Scientists have developed a small sticker that emits non-toxic chemical compounds to confuse mosquitos' CO2 detection mechanisms, making humans invisible as potential bloodsucking targets for 48 hours. The company wants to test it in Uganda, where about 100,000 die every year because of mosquito-transmitted malaria.
A mosquito can detect the carbon dioxide emanating from a prospective meal from hundreds of feet away. The Kite Patch, a small, non-toxic sticker that you place on your clothing, can jam a mosquito's CO2 radar. Wear one, the patch's creators say, and you'll be effectively invisible to the bloodsuckers for up to 48 hours.
The Kite Patch was developed by Grey Frandsen, Michelle Brown and Torrey Tayanaka of Olfactor Laboratories and, according to the FAQ page at the patch's website, is based on the findings of researcher Anandasankar Ray and his colleagues at University of California Riverside. If we had to guess, we'd say the FAQ are referring to this study, published by Ray and his team in a June 2011 issue of Nature, in which the researchers identify three groups of chemicals that can disrupt a mosquito's carbon dioxide receptors. We wrote about the discovery at the time, and here's the upshot:
Each group of chemicals works a little differently to confound its target. The first actually mimics carbon dioxide, and could be used to lure mosquitoes away from their human targets and into insect traps; the second prevents the mosquitoes from detecting carbon dioxide altogether; and the third actually switches the CO2-sensing machinery of the mosquitoes into overdrive, overloading the mosquitoes' senses to the point of confusion.
In a project currently seeking funding on indiegogo, the team hopes to field test the patch in Uganda, "one of the toughest proving grounds there is":
With your help, large-scale testing in Uganda will simultaneously provide over 1,000,000 hours of protection during a large field test for families who are suffering from malaria infection rates of over 60% and allow us to optimize Kite before we begin scaling for global distribution.

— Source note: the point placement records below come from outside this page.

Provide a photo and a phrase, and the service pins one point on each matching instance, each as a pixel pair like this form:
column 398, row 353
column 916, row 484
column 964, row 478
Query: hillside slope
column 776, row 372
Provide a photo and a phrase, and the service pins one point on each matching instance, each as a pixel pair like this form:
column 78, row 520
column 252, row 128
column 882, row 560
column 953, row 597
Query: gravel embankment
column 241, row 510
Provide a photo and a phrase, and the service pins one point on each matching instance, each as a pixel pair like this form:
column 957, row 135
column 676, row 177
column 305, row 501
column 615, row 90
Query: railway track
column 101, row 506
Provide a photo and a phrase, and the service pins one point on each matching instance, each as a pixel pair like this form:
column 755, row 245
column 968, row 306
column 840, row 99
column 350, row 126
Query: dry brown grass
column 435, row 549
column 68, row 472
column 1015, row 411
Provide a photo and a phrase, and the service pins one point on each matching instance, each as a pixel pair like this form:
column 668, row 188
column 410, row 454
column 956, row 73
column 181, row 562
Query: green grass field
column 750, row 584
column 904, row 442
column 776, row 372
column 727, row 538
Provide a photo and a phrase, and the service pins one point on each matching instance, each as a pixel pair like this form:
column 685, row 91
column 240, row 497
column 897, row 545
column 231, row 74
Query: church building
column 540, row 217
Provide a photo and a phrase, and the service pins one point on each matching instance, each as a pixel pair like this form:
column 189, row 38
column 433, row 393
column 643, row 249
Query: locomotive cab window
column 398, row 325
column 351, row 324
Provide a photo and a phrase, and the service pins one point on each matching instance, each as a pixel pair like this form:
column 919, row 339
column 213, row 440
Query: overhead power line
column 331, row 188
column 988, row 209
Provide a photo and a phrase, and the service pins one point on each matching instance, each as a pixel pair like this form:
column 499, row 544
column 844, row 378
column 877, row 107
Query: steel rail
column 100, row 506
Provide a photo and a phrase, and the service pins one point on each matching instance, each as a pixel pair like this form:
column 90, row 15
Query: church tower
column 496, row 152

The results will help us finalize the formulation and any last product design changes. Once the formulation is finalized we can begin the EPA registration process for the US. Once we have approval in the US, we will be capable of scaling the product for widespread and market-sensitive distribution – especially for those where mosquitoes mean life or death.
The Kite Patch is what's known in epidemiological circles as as spatial repellant. In a review published last year in Malaria Journal, researchers note that spatial repellants have shown a lot of promise in the fight against disease-transmission by vectors like mosquitoes, but have yet to be incorporated into multi-lateral disease control programs. One reason for this is a lack of epidemiological data supporting their efficacy:
There is a critical need for Phase III community trials integrating simultaneous monitoring of infection incidence with vector population metrics... Such confirmatory studies will require unambiguous entomological measures of repellency versus irritancy and/or knock down effects in reducing vector entry into a given interior space or outside area, as well as reductions in vector biting densities (to include potential redirection to untreated spaces with human hosts) concurrent with reduced pathogen transmission. The challenge arises when designing an impact study to ensure both entomological and parasitological endpoints correlate with true repellency effects.
How rigorous the Kite Patch's fields tests will actually be remains to be seen, but a project like this has the potential to provide tons of data, while helping the people who need it most. Fingers crossed for progress, everybody.